Spring 2014: Introduction to Bioinformatics and Computational Biology (under construction)

Schedule: Tuesday & Thursday 1:30-2:50pm (starting from April 8, 2014)

Location: TTI-C conference room 526 on the 5th floor, 6045 S Kenwood Ave, Chicago, IL 60637

Instructor: Jinbo Xu (jinboxu@gmail.com, office: TTI-C room 528)


The UChicago students can register this course through the University of Chicago course registration system.

Audit is also highly welcomed.



With availability of a large-scale of genomic, expression and structural data, mathematics/statistics/computer science is being extensively used for the understanding of biological data at the molecular level. This course will focus on the application of machine learning and computer algorithms to the problems in the field of molecular biology. In particular, this course will cover some fundamental computational molecular biology problems including sequence alignment, homology search, RNA/protein structure analysis and prediction, gene expression, biological network analysis and next-generation sequencing.


Non-biology students are highly encouraged to read the following materials before attending this class since they will not be covered in the class.

1. The Department of Energy's Primer on Molecular Genetics.

2. The Department of Energy's Overview of the Human Genome Project.

3. Hunter's molecular biology for computer scientists.

4. National New Biology Initiative: A New Biology for the 21st Century.


This course will cover the following topics.

  1. homology search ( 1 week)
  2. sequence alignment and motif discovery ( 1 week)
  3. next-gen sequencing and genome assembly ( 1 week)
  4. protein sequence/structure analysis including alignment, classification, structure and function prediction ( 2 weeks)
  5. RNA sequence/structure analysis including alignment, classification and prediction ( 1 week)
  6. gene expression analysis (1 week)
  7. biological network analysis ( 1 week)
  8. phylogeny ( 1 week)

A temporary reading list is available at here.

Intended Audience


Graduate students or senior undergraduate students with Math/CS/statistics/biology background.

To be able to finish the assignments and the final research project, students may do programming with C/C++, Perl, Python, Java, Matlab or R.

If you cannot do programming with any of the languages, you may conduct deep biological analysis by employing existing bioinformatics tools.

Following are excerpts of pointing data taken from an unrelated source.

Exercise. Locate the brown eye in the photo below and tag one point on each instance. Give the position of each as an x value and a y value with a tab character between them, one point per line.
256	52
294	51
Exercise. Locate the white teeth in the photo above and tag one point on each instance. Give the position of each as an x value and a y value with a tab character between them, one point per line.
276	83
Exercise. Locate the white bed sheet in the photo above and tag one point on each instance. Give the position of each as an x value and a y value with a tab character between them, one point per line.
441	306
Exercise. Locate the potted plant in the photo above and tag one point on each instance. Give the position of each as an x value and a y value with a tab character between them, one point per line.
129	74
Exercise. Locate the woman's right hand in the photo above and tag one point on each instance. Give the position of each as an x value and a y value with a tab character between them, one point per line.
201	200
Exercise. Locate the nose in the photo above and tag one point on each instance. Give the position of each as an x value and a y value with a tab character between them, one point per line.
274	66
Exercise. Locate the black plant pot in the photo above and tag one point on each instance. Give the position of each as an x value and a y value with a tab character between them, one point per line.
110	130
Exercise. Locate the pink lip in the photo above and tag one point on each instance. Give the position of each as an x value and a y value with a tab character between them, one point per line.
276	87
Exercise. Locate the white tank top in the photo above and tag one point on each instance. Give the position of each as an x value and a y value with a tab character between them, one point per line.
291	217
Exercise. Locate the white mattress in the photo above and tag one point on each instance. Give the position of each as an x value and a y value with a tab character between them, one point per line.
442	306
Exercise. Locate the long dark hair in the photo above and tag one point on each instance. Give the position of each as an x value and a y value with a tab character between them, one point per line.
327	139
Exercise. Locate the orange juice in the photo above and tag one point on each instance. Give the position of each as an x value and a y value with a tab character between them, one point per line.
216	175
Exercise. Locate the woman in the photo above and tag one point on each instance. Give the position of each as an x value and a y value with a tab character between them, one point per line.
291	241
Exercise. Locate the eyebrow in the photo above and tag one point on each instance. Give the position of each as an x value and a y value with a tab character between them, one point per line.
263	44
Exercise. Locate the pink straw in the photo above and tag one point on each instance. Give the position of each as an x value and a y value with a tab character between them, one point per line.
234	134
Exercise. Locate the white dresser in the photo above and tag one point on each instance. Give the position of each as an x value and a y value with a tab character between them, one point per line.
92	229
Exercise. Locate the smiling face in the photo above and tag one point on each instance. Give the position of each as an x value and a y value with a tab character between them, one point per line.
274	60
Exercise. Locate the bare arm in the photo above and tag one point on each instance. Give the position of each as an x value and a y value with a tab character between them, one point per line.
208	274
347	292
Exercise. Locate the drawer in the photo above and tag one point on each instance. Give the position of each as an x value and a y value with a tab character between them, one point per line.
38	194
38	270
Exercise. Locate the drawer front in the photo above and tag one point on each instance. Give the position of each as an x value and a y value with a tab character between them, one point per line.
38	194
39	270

There will be no examination for this course. The final grade consists of three components: some assignments, one final research project and attendance. For the assignments, you can re-implement a popular algorithm or conduct an experiment to compare several popular bioinformatics tools and summarize your work in a technical report (around 5 pages). The assignments will account for 35% of the final grade. The final research project requires you to develop some new algorithms for a bioinformatics problem. You are not required to come up with extremely innovative ideas, although it is highly encouraged. Incremental improvement over existing algorithms is acceptable for the final research project. Please hand in a report of the final research project. The final project accounts for 55% of the final grade. All the students are required to finish both the assignments and the final research project. However, undergraduate students will be marked more generously. The students have to attend the class to earn the remaining 10%.

Example assignments

1)      Redevelop the PAM and BLOSUM matrices and compare them with the published matrices.

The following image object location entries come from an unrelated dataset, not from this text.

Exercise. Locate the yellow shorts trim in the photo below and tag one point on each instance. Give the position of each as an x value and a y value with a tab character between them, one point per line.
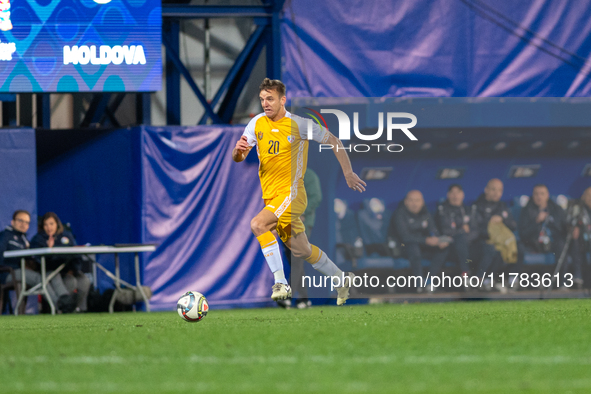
288	211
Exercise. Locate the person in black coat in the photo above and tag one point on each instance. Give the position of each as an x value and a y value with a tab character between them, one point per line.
413	225
542	224
489	208
14	237
453	219
52	233
581	243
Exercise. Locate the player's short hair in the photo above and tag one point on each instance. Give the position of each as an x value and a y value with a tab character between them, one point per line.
273	84
40	223
18	212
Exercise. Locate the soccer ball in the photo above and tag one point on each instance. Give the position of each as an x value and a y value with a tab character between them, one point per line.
192	306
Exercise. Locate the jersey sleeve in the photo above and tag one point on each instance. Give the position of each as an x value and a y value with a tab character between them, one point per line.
249	131
319	134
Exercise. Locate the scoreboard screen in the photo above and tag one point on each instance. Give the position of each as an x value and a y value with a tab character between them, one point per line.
80	46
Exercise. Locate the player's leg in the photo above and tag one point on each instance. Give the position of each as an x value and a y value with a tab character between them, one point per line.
261	226
301	248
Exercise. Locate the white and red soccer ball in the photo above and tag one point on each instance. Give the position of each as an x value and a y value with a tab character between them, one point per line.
192	306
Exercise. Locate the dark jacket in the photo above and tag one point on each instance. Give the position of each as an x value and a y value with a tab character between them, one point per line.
409	227
10	239
555	224
483	210
63	239
450	219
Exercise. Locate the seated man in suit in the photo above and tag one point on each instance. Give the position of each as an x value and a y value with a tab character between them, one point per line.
543	225
489	209
416	230
453	219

2)      Conduct experiments to compare PSI-BLAST, CS-BLAST and HHBlits

3)      Re-implement the dynamic programming algorithm for local sequence alignment and compare your code with the established tools such as FASTA, BLAST and the Smith-Waterman algorithm

4)      Design an experiment to study how accurate is the BLAST E-value estimation (for protein homology search). Use a random model we taught in the class for both the query sequence and the database

5)      Benchmark several multiple sequence alignment tools such as ProbCons, T-Coffee, MUSCLE

6)      Conduct experiments to compare a few protein structure prediction web servers

7)      Conduct experiments to compare a few protein function prediction web servers


The due date of the assignment is in the middle of the winter quarter. You can use existing libraries or Matlab to implement your algorithm. However, please clearly point out your contribution in your report. If you use other bioinformatics libraries, please pay more attention to result analysis.

Example research projects

Please choose one of the following topics. You are also encouraged to propose your own topics. However, you can not work on the same topic for both your assignments and your research project.

1.      Develop new algorithms for pairwise or multiple protein-protein interaction network alignment

2.      Develop new algorithms for network motif discovery

3.      Develop new algorithms for the generation of degree-preserving random networks

4.      Develop new algorithms for protein interface alignment

5.      Develop new algorithms for alignment of protein binding sites

6.      Develop new algorithms for protein binding site prediction

7.      Develop new algorithms for RNA pseudo-knots prediction


If you need your final grade to graduate, please talk to me and hand in the final project earlier. If you need more time to complete the research project, please also talk to me.